Though I could delete, hide, and unsubscribe from all of it in a few seconds, Travelocity judged that the value of that exposure was worth risking $25.

I can’t imagine how the math works.

I wouldn’t have even considered “liking” Travelocity’s Facebook page without the offer, so it wouldn’t be an organic or sincere gesture if I did so. I won’t think more fondly of the brand now that it has offered to pay me for the feeling, and I don’t think I’m going to recommend it more or more often to my real friends in the real world. It can’t be that the company likes losing $25 of margin to make a single sale, which is what it could get from my use of the coupon. I’m not it’s friend now, any more than I was before it offered to spiff me. Most of the nonsense on Facebook is utterly ignorable.

No, Travelocity (or it’s social media agency) determined that a Facebook “like” is worth $25. I wonder if that’s the going rate these days.

I understand the value of referral; it’s the way I make a living, and it’s what I rely on for much of the entertainment and artistic content I choose to pursue. There’s no better endorsement of a product or service than a real endorsement from somebody you know and trust.

But with that goal in mind, could Travelocity spend its $25 more effectively?

Of course. First, though, it would require that it stop thinking about social communication as an artifact of Facebook or any other technology platform or tool. Word-of-mouth is about as old as the first words that came out of somebody’s mouth. Second, it would have to realize that the substance of those words is reliant upon, well, substance, not the mechanism of formulating and expressing them (or avoiding the question altogether by calling it content).

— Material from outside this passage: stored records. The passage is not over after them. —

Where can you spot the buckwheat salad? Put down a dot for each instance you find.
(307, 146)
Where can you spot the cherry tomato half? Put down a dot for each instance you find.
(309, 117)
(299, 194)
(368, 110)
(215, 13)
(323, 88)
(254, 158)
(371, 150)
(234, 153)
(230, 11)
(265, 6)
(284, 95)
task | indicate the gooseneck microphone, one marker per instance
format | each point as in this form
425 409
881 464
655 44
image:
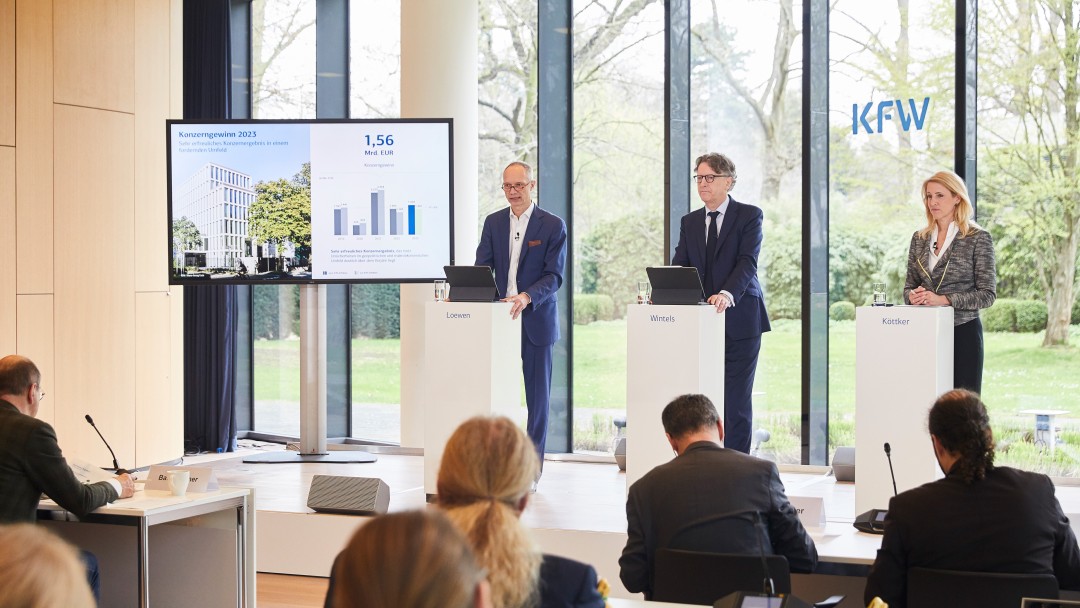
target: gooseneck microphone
888 454
116 465
767 585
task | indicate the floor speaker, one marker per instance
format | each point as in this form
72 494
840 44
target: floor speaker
844 464
350 496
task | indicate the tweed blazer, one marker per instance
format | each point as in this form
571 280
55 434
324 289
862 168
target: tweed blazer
966 273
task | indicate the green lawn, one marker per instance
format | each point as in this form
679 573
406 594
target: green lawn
1018 375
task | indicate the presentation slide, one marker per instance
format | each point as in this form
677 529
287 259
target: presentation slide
299 202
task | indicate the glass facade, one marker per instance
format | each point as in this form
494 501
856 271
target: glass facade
892 120
891 125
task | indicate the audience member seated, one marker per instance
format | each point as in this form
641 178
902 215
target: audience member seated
980 517
709 499
487 469
40 570
31 462
413 559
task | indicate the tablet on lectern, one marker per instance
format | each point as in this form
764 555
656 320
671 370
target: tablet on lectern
471 283
675 285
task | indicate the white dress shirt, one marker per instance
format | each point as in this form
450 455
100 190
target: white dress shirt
517 228
953 231
719 224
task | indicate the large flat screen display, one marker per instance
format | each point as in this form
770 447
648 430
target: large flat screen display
310 201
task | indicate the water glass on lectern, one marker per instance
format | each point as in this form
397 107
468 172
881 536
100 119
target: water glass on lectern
643 292
879 295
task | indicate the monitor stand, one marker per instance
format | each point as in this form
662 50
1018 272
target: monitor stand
312 390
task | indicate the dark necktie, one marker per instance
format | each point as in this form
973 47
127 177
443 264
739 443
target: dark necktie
711 244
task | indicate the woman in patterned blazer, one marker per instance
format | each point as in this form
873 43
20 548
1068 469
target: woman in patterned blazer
950 262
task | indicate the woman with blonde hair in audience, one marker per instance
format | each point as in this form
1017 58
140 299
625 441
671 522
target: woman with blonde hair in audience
40 570
413 559
484 480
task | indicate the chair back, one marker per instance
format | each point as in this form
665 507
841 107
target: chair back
929 588
692 577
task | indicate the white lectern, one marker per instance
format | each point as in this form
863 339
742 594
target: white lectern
903 363
472 367
671 350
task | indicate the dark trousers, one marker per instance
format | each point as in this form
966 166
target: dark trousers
968 355
93 572
536 368
740 365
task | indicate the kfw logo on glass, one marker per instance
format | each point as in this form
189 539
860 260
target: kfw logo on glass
861 117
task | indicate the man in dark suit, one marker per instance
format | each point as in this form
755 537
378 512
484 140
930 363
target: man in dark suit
30 459
723 241
526 246
979 517
709 499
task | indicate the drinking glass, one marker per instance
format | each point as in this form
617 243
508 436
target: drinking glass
879 295
643 292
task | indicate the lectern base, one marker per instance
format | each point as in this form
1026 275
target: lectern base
295 457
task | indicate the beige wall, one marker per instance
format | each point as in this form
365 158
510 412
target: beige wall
85 86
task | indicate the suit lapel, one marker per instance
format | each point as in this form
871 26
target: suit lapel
531 232
697 234
729 224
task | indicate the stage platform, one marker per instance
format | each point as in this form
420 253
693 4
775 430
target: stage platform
579 510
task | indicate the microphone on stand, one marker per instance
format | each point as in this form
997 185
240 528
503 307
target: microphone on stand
873 521
767 584
116 465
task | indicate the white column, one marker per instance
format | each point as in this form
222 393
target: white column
439 79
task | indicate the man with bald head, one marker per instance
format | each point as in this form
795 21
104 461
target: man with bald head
30 459
525 245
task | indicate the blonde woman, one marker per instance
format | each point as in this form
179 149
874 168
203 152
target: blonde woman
950 262
484 480
413 559
40 570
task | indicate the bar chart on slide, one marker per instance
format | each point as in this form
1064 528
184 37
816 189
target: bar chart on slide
378 219
378 204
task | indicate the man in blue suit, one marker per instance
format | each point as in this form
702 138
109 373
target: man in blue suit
723 241
526 246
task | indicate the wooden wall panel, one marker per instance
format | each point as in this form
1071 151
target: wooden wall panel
176 368
7 72
35 340
34 156
95 53
94 277
8 311
159 426
176 58
152 95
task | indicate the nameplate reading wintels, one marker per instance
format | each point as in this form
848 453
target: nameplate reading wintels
810 509
202 478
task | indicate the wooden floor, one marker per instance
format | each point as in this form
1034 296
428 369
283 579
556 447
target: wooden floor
572 496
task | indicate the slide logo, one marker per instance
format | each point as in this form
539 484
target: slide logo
915 115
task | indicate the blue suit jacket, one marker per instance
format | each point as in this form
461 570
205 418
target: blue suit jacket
539 268
565 583
734 268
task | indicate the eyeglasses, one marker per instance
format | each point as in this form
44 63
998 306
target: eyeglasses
709 178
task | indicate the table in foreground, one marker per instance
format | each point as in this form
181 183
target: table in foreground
199 546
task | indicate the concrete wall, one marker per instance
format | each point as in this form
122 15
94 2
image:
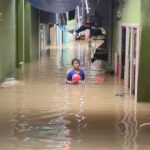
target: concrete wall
144 68
7 38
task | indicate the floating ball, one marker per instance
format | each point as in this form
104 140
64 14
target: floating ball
100 79
76 77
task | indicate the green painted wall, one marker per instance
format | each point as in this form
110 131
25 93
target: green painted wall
7 38
131 11
130 14
27 32
18 35
144 69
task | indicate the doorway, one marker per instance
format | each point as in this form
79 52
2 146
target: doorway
129 57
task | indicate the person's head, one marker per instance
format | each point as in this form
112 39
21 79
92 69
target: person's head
76 63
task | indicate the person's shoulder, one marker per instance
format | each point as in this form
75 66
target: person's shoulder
81 70
70 71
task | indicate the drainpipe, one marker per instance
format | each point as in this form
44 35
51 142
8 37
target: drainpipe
23 59
110 32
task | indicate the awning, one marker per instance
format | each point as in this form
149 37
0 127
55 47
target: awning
55 6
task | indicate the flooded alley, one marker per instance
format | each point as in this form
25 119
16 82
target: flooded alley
40 111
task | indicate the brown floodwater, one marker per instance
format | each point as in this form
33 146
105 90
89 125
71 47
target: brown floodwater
40 111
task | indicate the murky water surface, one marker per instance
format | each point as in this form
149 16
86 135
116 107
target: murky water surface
41 112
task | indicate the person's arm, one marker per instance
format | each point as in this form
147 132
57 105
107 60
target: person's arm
68 78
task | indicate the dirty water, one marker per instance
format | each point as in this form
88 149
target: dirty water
42 112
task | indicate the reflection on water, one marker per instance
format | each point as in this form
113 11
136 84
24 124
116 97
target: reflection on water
42 112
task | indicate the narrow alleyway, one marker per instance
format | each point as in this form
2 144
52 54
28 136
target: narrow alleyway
42 112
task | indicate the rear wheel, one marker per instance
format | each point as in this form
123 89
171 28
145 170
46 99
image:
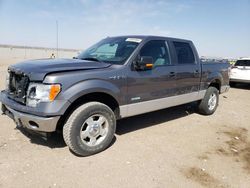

True WOM isn’t a marketing campaign, it’s the outcome of campaigns in and of reality. Here are a few thought-starters on what it could have done with that $25 instead:

  • Improved service, so much so that it could talk about it as a user benefit. Getting to a human being faster (and to one who was empowered to do more) would make Travelocity lots of new friends.
  • Promo friend travel, so customers could share discounts with friends and family and encourage them to come visit. Do it around reunions (or college sporting events). It would be something worth talking about online.
  • Incentivize frequent users, so the people who really and truly like Travelocity received additional benefits for their patronage. This would deepen the relationships as well as build a barrier to abandonment.